Купала был аккуратист: у него в завидном порядке хранились книги, журналы, рукописи, автографы коллег-писателей, газетные вырезки, разного рода сувениры. 1925 год щедро добавил ко всему этому очень важные и дорогие для поэта поздравления, телеграммы, должно быть, помещенные им в один из самых заветных ящичков. Но вряд ли их Купала перечитывал в конце года, спустя пять, семь лет.

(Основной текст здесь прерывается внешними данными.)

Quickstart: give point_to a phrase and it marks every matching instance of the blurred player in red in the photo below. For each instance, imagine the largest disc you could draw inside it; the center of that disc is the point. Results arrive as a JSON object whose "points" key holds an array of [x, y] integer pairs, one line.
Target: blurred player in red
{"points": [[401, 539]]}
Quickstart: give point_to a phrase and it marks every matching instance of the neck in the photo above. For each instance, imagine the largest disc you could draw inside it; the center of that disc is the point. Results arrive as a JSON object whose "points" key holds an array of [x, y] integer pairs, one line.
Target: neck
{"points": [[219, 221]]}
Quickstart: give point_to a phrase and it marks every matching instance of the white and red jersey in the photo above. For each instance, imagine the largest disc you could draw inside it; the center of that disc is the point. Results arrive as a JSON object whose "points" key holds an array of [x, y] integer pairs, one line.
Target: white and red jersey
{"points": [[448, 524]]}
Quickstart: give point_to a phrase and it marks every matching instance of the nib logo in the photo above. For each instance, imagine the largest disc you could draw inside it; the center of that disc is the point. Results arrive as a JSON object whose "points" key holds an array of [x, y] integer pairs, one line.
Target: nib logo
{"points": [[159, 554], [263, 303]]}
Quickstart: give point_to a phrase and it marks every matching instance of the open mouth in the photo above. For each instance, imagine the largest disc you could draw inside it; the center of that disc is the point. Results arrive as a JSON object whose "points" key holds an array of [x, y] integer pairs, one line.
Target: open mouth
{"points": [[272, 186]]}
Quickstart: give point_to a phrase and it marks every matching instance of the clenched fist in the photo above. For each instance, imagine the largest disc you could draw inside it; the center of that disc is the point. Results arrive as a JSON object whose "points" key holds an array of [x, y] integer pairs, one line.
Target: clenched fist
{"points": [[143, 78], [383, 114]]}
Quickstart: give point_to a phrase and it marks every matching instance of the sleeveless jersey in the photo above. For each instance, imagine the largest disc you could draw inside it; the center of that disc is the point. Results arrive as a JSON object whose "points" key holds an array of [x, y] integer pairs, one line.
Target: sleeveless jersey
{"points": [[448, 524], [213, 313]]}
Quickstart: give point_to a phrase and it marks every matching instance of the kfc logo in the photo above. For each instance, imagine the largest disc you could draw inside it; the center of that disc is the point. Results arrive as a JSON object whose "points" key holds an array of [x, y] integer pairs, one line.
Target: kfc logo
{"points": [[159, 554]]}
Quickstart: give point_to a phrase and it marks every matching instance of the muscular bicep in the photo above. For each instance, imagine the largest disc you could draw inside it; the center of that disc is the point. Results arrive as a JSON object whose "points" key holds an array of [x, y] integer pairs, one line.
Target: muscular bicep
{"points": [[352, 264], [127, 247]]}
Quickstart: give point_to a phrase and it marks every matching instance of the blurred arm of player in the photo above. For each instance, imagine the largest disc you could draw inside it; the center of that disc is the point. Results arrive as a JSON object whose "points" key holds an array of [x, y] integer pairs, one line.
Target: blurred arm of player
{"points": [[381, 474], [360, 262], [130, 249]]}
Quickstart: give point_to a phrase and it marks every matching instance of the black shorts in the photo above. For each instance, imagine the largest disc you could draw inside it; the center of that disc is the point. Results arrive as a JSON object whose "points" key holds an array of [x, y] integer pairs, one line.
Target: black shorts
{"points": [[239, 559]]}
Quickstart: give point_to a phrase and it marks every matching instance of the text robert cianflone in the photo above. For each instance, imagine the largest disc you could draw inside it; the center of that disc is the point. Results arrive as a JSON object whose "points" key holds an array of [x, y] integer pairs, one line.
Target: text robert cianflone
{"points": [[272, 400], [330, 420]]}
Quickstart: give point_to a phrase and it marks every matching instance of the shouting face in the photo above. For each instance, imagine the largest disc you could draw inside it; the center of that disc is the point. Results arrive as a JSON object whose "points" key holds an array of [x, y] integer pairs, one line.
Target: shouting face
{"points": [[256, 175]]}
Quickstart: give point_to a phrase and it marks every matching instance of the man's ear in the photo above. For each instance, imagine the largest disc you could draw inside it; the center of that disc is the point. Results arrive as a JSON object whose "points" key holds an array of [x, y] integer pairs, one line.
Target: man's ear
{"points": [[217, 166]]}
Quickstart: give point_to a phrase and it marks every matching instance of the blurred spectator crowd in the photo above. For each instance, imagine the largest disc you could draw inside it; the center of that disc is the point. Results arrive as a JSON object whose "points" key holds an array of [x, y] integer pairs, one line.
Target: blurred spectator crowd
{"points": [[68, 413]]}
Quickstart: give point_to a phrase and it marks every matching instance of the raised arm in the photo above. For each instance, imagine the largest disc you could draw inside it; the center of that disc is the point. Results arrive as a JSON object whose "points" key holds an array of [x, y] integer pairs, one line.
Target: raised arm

Семь лет! У человека, говорят, через семь лет характер меняется. Изменился ли он у Купалы? По-видимому, не очень. Но что же изменилось вокруг поэта, если в 1925 году он получил целых 30 поздравительных телеграмм, а в 1932-м в прессе их было всего лишь восемь.

В приветственном адресе академии третий абзац начинался словами: «Несмотря на Ваши прошлые ошибки...» Жестко. Категорично. Что же случилось? Что?..

Глава десятая. ДОМ ПОД ТОПОЛЕМ

1. В ДОМЕ И ВОКРУГ ДОМА

Сам Янка Купала был украшением этого места — дома под тополем, в котором жил он до 24 июня 1941 года. Прожил там, на Октябрьской улице, 36а, пятнадцать лет — самых зрелых и в то же время самых светлых и самых драматических...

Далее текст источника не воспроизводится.